De acuerdo con Morales, “Chile Vamos”, la agrupación de Piñera, conseguiría 74 de los 155 escaños en la Cámara de Diputados, mientras que en el Senado alcanzaría “en el mejor escenario” 20 de 43 representantes.

La derecha quedaría a un escaso margen de la mayoría absoluta, lo que hará clave la búsqueda de apoyos en partidos de centro, como la Democracia Cristiana, que por primera desde 1990 no apoya al candidato de la coalición de centroizquierda y lleva candidata presidencial propia, Carolina Goic, con escaso apoyo en los sondeos.

Nuevo sistema proporcional 

El nuevo Congreso será elegido bajo un nuevo sistema proporcional que reemplaza al “binominal”, legado del dictador Augusto Pinochet (1973-1990), pilar fundamental del edificio político levantado por él para prolongar el control del país después de dejar el poder.

El nuevo sistema aumentó en casi un 30% el número de legisladores, reordenó los distritos electorales e introdujo una ley de cuotas para estimular la participación femenina.

El sistema estimula la competencia de más candidatos y aproxima de una manera mucho más eficiente el peso del voto por cada elector, al incrementar el número de representantes en los distritos más grandes, que antes elegían a igual número que los más pequeños.

La nueva estructura aumentó el número de diputados de 120 a 155 y de senadores, de 38 a 50, cifras similares a las existentes antes del golpe militar de 1973. 
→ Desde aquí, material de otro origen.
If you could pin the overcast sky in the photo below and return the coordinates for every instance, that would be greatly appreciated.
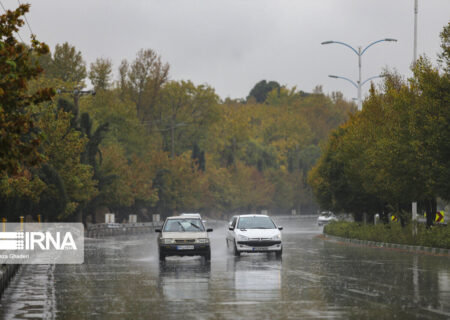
(232, 44)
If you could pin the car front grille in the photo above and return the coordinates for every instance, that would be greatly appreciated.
(185, 241)
(260, 243)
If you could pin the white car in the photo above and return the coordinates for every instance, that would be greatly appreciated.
(254, 233)
(326, 217)
(191, 215)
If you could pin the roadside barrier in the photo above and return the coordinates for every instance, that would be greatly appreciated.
(403, 247)
(115, 229)
(7, 272)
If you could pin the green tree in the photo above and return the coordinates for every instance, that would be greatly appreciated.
(67, 64)
(19, 137)
(100, 74)
(260, 91)
(145, 78)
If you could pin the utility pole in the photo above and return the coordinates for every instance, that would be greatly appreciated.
(416, 11)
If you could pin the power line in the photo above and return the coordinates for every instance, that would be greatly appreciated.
(26, 20)
(4, 9)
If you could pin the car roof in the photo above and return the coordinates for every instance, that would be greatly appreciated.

En el caso del Senado, se mantuvo el sistema parcial de renovación cada ocho años. En estas elecciones corresponde renovar 23 bancas en las regiones impares, por lo que la nueva cámara alta tendrá 43 miembros. El total de 50 se alcanzará en las elecciones de 2021.

Conocido como el método de D’Hont, el sistema asigna escaños de acuerdo al número de cargos de cada lista y luego, dentro de cada lista, la asignación de candidatos elegidos en proporción a los votos obtenidos.

El nuevo sistema electoral establece además una cuota de género.

Mediante esta normativa, ningún partido puede presentar más de un 60% de candidatos del mismo sexo.

De acuerdo con datos del Servicio Electoral, para el Senado las mujeres constituyen el 40,9% de los candidatos, por arriba del promedio histórico del 11%, mientras que en el caso de los diputados son 44%, por sobre la media del 15%.

La normativa establece adicionalmente que el Estado pague unos 23,000 dólares al partido político por cada mujer elegida, mientras a estas se les reembolsará un monto levemente superior por voto emitido que a los candidatos varones.